Extract holds firm on Kalahari deal
Australian Financial Review
PRINT EDITION: 25 Mar 2011
Angela Macdonald-Smith
Extract Resources chief executive Jonathan Leslie is confident about uranium demand growth in China and sees little risk of China Guangdong Nuclear Power backing away from its $1.2 billion move on Extract's biggest shareholder.
The nuclear crisis in Japan may well slow reactor building plans in Europe but China, the main growth market, would probably still rely heavily on nuclear power, Mr Leslie told The Australian Financial Review .
That meant Extract's huge Husab uranium deposit in Namibia was as strategically important as ever, he said. "I would be very surprised if nuclear was not a large part of China's energy mix going forward, which translates into the need for a huge amount of uranium."
China Guangdong's bid for Kalahari Minerals, which owns 42.8 per cent of Extract, was "very hard evidence" of the attractiveness of the Husab deposit, he said.
Mr Leslie's comments came amid speculation that China Guangdong would use the Japanese nuclear crisis to cut the price of its proposed offer for Kalahari, just as Russia's ARMZ this week shaved at least 12 per cent off its takeover bid for fellow African uranium explorer Mantra Resources.
Both Kalahari's and Extract's shares have crashed since the Japan quake, although Perth-based Extract has recovered almost half its lost ground, closing yesterday at $8.23.
But Extract's shares are well short of the circa $10.75 see-through value from China Guangdong's 290 pence ($4.65) per share proposed offer for London-listed Kalahari.
But Mr Leslie said he did not see many parallels between the ARMZ bid to China's move on Kalahari.
"This is a strategic move, it's not a trading opportunity," he said, noting that the cut in the price for Mantra was in any case a "pretty modest reduction", far from the "armageddon event" some had depicted.
Prior to the Chinese approach to Kalahari, Extract had been negotiating with another of its major shareholders, Rio Tinto, on the joint development of Husab, using Rio's adjacent Rossing mine in Namibia.
Rio is keen to get access to Husab, a deposit formerly known as Rossing South, and any backing away by China Guangdong from its proposed bid runs the risk of Rio elbowing out the Chinese.
"I would think it would be a dangerous move for the Chinese to try to renegotiate because it just opens the door for Rio to come in," said Warwick Grigor at BGF Equities.
"People are chasing quality assets just as they were before and Rossing South is one of those assets," he said.
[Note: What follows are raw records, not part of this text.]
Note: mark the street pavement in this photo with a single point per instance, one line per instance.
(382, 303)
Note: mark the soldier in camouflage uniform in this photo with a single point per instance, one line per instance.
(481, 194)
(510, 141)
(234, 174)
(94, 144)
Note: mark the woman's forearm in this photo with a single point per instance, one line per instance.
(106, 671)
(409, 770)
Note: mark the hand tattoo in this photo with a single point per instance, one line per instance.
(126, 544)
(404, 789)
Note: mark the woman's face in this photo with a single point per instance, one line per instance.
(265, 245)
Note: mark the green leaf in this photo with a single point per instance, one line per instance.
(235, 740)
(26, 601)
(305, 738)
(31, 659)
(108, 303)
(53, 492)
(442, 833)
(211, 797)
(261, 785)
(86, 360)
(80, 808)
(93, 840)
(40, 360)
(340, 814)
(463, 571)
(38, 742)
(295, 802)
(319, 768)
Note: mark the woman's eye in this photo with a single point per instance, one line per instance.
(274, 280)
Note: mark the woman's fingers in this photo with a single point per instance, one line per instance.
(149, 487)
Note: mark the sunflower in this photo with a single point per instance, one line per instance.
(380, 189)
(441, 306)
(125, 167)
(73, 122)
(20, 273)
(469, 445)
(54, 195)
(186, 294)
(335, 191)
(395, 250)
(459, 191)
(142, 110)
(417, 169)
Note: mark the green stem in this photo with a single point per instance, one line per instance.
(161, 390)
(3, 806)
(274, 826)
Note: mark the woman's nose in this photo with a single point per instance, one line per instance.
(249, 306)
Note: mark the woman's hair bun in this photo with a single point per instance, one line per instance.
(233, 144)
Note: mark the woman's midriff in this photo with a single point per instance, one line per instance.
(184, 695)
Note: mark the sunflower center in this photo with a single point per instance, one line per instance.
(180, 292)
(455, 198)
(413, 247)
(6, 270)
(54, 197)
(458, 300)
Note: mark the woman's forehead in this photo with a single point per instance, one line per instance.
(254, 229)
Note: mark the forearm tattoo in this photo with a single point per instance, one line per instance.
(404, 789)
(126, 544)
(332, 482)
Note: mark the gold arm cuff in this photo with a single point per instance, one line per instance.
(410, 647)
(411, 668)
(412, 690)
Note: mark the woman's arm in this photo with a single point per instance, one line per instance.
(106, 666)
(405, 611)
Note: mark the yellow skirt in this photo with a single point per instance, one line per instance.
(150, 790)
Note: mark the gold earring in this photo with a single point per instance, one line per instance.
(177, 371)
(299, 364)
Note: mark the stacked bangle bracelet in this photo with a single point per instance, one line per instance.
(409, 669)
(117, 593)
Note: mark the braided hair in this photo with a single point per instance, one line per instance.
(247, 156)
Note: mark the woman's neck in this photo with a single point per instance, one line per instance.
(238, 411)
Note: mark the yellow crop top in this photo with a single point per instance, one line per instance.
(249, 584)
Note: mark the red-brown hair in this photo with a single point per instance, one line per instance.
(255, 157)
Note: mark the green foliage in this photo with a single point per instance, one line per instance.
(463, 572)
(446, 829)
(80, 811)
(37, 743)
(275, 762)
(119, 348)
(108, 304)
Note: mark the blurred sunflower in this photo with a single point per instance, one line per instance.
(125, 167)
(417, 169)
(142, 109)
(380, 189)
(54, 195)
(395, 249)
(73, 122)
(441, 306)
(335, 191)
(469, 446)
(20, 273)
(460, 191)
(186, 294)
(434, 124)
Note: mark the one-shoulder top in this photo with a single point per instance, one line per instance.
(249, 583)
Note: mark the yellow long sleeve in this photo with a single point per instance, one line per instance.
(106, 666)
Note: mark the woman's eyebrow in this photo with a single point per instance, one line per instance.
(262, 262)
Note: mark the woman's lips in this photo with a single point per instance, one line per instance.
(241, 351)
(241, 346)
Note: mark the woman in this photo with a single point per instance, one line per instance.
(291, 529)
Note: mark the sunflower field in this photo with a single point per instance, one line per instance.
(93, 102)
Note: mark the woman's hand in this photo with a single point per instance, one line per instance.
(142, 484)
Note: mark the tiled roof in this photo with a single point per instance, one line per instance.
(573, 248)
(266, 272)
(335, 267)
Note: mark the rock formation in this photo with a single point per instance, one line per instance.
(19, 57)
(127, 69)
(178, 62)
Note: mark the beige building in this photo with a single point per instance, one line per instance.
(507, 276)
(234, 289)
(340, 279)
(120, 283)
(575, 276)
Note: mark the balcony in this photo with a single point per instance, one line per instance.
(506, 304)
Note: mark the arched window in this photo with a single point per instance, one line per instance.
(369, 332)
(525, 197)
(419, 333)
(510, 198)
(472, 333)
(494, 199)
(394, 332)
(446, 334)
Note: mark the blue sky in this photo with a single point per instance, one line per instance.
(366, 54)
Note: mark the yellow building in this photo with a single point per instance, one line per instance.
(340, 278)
China Guangdong is understood to be focusing on securing regulatory clearances for its bid so it can proceed with a firm offer for Kalahari. That would then most likely be followed up with a bid for Extract.
Meanwhile, Extract is proceeding "full steam" on its feasibility study for a stand-alone development of Husab, due to be released by the end of the month, Mr Leslie said.
He acknowledged that the drop in Extract's share price could make the stand-alone option more difficult for Husab, which some analysts estimate will cost more than $1.5 billion.
But the talks with Rio, the Chinese bid for Kalahari and the presence of Japan's Itochu as a shareholder in both Kalahari and Extract mean Extract has a range of other options for financing the mine, he said.
"We're lucky because we have more options than most," Mr Leslie said. "It goes back to the strategic importance of the project."